Важно отметить, что 5-HT1A могут быть расположены как на пресинаптической, так и постсинаптической мембране (Kaufman et al., 2016). Пресинаптические рецепторы вовлечены в механизмы обратной связи: их активация приводит к снижению высвобождения серотонина (Kaufman et al., 2016). Также показано, что активация пре-или постсинаптических 5-HT1A рецепторов приводит к прямо противоположным изменениям. Так, например, активация пресинаптических 5-HT1A повышает уровень дофамина (Arborelius et al., 1993b; Chen, Reith, 2002; Gronier, 2008), а постсинаптических, наоборот, снижает (Arborelius et al., 1993a; Ichikawa, Meltzer, 2000; Rasmusson et al., 1994). Аналогичным образом активация пресинаптических 5-HT1A вызывает анксиолитическое действие (Kwieciski, Nowak, 2009; Lalonde, Strazielle, 2010), а постсинаптических, наоборот, повышает тревожность животных (Miheau, Barbara, 1999). Среди других фактов, демонстрирующих особенности пре- и постсинаптических 5-HT1А нельзя не отметить, что антидепрессивное действие ингибиторов обратного захвата серотонина связывают именно с повышением экспрессии именно пресинаптических 5-HT1А. Данные, полученные в наших экспериментах, не позволяют сделать вывод: связаны ли выявленные изменения в поведении TAAR5–/– мышей с повышением активации пресинаптических 5-HT1A или же наоборот — со снижением активации рецепторов, расположенных на постсинаптической мембране.

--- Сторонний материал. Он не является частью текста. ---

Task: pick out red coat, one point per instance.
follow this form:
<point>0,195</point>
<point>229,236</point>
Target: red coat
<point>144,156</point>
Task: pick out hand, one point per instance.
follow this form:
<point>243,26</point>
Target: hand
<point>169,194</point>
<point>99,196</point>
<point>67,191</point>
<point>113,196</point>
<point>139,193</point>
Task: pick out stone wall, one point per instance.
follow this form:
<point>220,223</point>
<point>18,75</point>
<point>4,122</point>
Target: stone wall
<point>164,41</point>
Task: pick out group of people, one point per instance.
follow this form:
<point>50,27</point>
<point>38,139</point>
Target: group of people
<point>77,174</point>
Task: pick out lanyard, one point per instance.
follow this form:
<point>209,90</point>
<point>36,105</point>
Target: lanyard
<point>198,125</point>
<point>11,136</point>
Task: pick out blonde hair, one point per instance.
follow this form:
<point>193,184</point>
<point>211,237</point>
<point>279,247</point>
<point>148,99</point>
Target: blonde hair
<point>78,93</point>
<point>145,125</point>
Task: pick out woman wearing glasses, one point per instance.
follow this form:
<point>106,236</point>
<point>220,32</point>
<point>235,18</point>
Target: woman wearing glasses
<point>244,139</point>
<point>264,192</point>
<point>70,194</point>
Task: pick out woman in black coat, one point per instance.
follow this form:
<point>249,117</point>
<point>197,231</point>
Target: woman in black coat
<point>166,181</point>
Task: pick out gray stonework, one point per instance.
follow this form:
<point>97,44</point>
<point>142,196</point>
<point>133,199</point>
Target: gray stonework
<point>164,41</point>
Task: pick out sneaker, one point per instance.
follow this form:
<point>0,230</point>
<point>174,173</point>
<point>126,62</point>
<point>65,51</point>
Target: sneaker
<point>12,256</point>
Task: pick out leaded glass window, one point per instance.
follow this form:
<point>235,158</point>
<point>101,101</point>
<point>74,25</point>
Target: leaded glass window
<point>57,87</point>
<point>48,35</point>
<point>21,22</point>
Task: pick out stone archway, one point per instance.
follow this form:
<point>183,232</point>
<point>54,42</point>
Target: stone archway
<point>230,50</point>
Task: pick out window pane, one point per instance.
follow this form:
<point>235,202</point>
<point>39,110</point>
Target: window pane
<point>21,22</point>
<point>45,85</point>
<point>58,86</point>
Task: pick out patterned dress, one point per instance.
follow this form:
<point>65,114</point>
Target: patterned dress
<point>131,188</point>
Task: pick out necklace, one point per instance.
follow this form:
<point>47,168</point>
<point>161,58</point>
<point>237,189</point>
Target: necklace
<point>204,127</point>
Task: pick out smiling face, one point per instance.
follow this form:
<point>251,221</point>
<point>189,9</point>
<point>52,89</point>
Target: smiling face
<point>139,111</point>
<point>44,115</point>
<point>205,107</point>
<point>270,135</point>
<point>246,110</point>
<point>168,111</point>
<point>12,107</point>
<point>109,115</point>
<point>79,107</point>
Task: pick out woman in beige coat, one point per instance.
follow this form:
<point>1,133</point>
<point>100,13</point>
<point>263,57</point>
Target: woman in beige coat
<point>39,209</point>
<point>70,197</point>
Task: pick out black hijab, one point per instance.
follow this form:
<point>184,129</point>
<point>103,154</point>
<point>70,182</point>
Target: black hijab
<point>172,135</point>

Как и в случае TAAR1 трудно охарактеризовать клеточные механизмы изменения функции 5-HT1A рецепторов у животных без TAAR5. Для решения этой задачи требуются дальнейшие эксперименты, чтобы расширить наши представления о том, на каком уровне и как может происходить взаимодействие 5-HT1A и TAAR5 рецепторов. Основываясь на том, что TAAR5 принадлежат к той же группе, что и TAAR1, можно предположить, что среди подобных механизмов возможно формирование гетеродимеров 5-HT1A и TAAR5, поскольку в предшествующих работах in vitro была показана возможность образования комплексов 5-HT1A с другими GPSR (Renner et al., 2012; Salim et al., 2002).
Результаты представленной серии опытов с RO5263397 опубликованы и доступны по ссылке: Espinoza S., Sukhanov I., Efimova E.V., Kozlova A.A., Antonova K.A., Illiano P., Leo D., Merkulyeva N., Kalinina D., Musienko P., Rocchi A., Mus L., Sotnikova T.D., Gainetdinov R.R. Trace amine-associated receptor 5 (TAAR5) provides olfactory input into limbic brain areas and modulates emotional behaviors and serotonin transmission // Frontiers in Molecular Neuroscience. — 2020. — V. 13. — A. 18. — doi: 10.3389/fnmol.2020.00018.